First, we are a common law state. By definition, the organisation comprises investigating judges and prosecutors. Unlike some of his colleagues, our national member does not have a function in investigating crime. Second, we are an island and, therefore, issues of conflict of jurisdiction, which is a particular issue with which Eurojust must deal, are not as pressing for us. For example, where a robbery is organised in Belgium, carried out in Holland and the money is laundered in Luxembourg and arrests are made in Germany, which is a relatively small geographic area, issues arise such as where the crime should be prosecuted, which country and investigating judge should take the lead and where the evidence should be sent and so on. This situation is not as common in Ireland. We already have in place long-standing mechanisms on a North-South and east-west basis in terms of bilateral co-operation. I do not get the impression from Garda Síochána and Director of Public Prosecution colleagues, who would be far better placed to respond to this question, that there is a significant level of interaction between Irish agencies and Eurojust. Essentially, our national member is a useful contact point but would not exercise the same type of investigative powers exercised by many of his colleagues.

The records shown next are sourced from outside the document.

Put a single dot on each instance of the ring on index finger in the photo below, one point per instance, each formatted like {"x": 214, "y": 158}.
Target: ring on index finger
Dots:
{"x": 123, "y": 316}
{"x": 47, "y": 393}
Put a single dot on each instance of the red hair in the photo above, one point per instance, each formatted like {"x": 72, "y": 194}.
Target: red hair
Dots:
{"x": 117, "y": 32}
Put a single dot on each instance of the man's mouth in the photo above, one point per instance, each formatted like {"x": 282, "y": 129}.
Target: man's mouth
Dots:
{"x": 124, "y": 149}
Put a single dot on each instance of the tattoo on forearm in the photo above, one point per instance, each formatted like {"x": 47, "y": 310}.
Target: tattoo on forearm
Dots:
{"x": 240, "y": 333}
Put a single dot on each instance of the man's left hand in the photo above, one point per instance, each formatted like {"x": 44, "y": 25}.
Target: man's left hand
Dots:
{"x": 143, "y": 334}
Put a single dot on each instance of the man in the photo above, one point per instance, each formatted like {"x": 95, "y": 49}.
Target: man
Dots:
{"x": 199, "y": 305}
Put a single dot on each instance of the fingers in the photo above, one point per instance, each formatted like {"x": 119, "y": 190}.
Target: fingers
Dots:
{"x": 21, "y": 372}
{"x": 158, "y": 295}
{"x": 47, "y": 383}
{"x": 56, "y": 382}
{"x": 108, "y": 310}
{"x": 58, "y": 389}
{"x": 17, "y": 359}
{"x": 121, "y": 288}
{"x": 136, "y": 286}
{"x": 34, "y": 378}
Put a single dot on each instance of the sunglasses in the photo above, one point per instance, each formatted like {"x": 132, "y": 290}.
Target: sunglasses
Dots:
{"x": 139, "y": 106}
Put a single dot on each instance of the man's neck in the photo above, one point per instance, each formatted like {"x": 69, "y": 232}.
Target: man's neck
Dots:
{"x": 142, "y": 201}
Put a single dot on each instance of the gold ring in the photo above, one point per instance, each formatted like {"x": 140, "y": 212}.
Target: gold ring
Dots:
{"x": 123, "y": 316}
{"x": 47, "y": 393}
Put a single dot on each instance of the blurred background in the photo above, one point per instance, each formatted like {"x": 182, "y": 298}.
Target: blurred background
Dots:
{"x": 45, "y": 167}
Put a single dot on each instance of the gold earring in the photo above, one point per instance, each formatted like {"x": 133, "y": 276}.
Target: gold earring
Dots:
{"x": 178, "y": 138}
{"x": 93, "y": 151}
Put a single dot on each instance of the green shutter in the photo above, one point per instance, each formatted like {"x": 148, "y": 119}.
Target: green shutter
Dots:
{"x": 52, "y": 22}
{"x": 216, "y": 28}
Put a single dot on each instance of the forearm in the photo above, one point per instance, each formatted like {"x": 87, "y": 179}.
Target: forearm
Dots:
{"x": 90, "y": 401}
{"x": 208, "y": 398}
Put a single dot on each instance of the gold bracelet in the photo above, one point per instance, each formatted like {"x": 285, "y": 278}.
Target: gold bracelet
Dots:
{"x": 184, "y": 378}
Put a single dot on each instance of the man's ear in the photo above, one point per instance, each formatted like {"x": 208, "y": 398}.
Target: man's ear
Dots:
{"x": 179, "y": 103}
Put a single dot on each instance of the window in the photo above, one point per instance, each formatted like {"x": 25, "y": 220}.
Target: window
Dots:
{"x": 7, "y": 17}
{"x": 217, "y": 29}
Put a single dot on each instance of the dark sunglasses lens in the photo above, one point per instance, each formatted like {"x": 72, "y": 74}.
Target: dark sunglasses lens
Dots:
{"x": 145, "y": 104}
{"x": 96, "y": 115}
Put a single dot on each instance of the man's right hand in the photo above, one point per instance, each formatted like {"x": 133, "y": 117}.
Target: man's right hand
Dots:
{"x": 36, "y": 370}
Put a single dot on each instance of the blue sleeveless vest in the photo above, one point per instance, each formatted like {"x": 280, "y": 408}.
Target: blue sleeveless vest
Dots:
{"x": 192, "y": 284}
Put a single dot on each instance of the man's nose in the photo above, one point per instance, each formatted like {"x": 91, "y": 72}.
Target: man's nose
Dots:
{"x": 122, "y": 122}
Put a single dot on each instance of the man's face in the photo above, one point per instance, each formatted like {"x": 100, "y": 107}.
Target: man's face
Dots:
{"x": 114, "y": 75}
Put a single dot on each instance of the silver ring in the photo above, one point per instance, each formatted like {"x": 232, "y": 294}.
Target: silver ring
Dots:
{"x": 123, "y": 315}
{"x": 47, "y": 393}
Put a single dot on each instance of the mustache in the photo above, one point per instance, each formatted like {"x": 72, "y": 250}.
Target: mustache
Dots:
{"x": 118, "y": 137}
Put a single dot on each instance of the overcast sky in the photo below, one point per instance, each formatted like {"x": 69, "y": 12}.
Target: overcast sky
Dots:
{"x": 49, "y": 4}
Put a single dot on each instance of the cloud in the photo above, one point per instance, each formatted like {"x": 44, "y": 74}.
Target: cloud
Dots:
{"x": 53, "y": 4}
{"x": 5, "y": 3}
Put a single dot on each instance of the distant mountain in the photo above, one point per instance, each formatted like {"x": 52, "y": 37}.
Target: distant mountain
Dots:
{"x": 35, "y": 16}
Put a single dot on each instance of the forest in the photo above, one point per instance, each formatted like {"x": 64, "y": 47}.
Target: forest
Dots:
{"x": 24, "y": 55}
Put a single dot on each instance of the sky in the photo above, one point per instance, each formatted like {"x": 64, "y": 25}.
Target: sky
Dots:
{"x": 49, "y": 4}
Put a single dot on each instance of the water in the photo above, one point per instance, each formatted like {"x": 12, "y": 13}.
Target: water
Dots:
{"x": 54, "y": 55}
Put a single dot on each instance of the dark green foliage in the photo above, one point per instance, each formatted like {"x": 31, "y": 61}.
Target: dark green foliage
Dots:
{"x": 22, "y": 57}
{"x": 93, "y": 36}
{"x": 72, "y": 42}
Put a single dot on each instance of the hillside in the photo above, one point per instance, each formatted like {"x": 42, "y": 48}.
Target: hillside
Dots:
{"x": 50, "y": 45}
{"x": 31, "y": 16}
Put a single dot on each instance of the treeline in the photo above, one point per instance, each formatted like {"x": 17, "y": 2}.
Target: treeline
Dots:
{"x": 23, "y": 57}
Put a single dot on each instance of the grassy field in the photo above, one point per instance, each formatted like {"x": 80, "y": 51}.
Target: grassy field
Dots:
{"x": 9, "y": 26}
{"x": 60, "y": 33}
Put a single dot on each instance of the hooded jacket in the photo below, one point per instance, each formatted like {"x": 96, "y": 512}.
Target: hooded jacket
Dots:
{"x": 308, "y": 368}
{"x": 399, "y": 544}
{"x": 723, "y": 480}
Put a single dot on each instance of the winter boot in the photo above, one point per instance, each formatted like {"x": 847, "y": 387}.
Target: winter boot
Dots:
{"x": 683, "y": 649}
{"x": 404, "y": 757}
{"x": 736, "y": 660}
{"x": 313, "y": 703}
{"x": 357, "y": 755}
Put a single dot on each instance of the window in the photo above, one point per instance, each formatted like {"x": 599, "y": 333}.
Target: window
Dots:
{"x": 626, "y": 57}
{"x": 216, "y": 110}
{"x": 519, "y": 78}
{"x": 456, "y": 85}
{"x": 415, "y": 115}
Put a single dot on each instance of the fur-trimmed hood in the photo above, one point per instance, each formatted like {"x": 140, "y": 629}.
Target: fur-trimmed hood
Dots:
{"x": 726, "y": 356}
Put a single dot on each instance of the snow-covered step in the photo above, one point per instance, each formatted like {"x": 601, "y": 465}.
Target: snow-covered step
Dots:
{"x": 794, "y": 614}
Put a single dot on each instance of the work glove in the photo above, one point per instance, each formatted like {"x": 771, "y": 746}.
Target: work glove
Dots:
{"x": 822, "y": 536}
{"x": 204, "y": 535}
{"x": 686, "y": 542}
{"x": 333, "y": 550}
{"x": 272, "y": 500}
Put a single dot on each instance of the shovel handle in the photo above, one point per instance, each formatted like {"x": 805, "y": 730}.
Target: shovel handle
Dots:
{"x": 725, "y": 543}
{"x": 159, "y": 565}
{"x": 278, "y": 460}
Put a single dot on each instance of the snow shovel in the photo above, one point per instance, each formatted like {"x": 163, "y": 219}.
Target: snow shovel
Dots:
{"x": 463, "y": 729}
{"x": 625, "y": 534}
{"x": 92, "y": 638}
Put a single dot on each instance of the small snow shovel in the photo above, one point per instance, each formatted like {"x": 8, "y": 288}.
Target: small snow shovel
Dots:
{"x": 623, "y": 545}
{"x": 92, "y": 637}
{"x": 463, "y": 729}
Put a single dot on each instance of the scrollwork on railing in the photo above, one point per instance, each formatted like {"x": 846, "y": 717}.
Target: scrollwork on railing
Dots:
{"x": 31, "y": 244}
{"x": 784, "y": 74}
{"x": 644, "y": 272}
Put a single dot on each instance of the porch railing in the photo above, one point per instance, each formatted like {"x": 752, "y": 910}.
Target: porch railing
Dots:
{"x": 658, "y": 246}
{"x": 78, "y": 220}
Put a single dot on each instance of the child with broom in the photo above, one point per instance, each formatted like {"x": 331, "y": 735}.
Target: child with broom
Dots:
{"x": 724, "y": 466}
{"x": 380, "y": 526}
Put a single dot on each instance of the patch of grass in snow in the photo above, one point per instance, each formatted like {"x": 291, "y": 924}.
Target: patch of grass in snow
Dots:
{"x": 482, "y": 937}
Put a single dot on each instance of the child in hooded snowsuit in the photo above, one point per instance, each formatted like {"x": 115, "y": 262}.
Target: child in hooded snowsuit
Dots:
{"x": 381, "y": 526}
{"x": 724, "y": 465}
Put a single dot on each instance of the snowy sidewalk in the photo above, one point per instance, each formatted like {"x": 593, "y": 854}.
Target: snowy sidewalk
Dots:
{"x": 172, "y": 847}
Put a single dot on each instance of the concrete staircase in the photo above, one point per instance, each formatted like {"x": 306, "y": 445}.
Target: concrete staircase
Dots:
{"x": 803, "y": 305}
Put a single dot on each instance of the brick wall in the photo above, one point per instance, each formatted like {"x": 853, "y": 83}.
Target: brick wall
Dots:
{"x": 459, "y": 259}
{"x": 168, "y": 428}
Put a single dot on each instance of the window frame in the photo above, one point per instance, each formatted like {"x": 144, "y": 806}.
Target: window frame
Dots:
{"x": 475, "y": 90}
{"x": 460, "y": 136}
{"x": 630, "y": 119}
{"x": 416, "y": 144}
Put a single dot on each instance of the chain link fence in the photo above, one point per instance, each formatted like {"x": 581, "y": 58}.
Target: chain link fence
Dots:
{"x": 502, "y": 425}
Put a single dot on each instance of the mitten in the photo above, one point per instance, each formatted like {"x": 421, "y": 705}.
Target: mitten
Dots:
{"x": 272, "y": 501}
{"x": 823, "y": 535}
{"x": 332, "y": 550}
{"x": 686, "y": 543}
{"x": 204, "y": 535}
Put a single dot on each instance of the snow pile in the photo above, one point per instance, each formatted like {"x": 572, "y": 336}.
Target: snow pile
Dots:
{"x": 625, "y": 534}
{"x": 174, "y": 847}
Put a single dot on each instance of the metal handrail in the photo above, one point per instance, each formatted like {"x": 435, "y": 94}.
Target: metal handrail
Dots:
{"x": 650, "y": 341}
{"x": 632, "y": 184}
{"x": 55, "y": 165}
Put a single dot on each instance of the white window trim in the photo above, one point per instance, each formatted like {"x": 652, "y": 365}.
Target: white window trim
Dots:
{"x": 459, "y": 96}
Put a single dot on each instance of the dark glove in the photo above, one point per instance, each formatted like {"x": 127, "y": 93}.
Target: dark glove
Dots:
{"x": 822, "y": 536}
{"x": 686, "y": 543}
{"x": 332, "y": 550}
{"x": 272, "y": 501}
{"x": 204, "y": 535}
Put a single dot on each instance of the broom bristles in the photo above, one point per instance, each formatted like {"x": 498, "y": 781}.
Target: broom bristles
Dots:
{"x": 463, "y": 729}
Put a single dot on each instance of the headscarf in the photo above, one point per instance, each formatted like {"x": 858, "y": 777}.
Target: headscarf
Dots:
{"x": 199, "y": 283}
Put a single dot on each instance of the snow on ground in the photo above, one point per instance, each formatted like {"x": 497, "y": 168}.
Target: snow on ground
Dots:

From our point of view, co-operation at Europol level would be much more significant because that is practical between police forces. On the point made by the Chairman in regard to motivation, while, as stated, the information provided by the Commission in this regard is not clear, it does appear to envisage this as a parallel measure to the creation of the European Public Prosecutor's Office, EPPO. One can only assume the Commission sees it as very much part of the same package of measures. Is that a fair assessment?
Mr. David Fennell:
I would surmise that a strong motivation is bearing in mind the developments in relation to the European Public Prosecutor's Office, EPPO. I can go no further than that. I do not think it is coincidental that as the EPPO proposal is published another proposal is published in relation to Eurojust. As I stated earlier, there has been only one working group meeting in relation to Eurojust which I was unable to attend. However, I understand from my colleagues that a number of member states asked the reason for the pressing need for a Eurojust regulation at this time and what problem it would fix. A number of them also expressed the view that this was not fixing any problem of which they were aware. A number of people would probably share the view expressed now that the timing is not coincidental in that it follows in the wake of the EPPO proposal.
Mr. David Fennell:
As it stands, Ireland has not opted into the measure. We would be hopeful that Article 8, which is the problem section, will be amended to permit Ireland and other member states to continue participation. If, in the worst case scenario, member states do not accept that Article 8 could be amended and, therefore, Ireland could not as a consequence take part in Eurojust, in practical terms we would see no difficulty in having a liaison officer assigned who would not by definition exercise any formal powers in Eurojust. There is already a precedent for third countries to have liaison officers assigned to Eurojust. Effectively, the Irish national member is essentially a liaison officer or contact point. In practical terms, I do not believe there would be any significant operational implications for Ireland.
I thank the witnesses for appearing before the committee and for their briefing on the two issues concerned in the context of the committee's work in the area of European scrutiny. It is good to drill down into the detail of what is proposed and so on.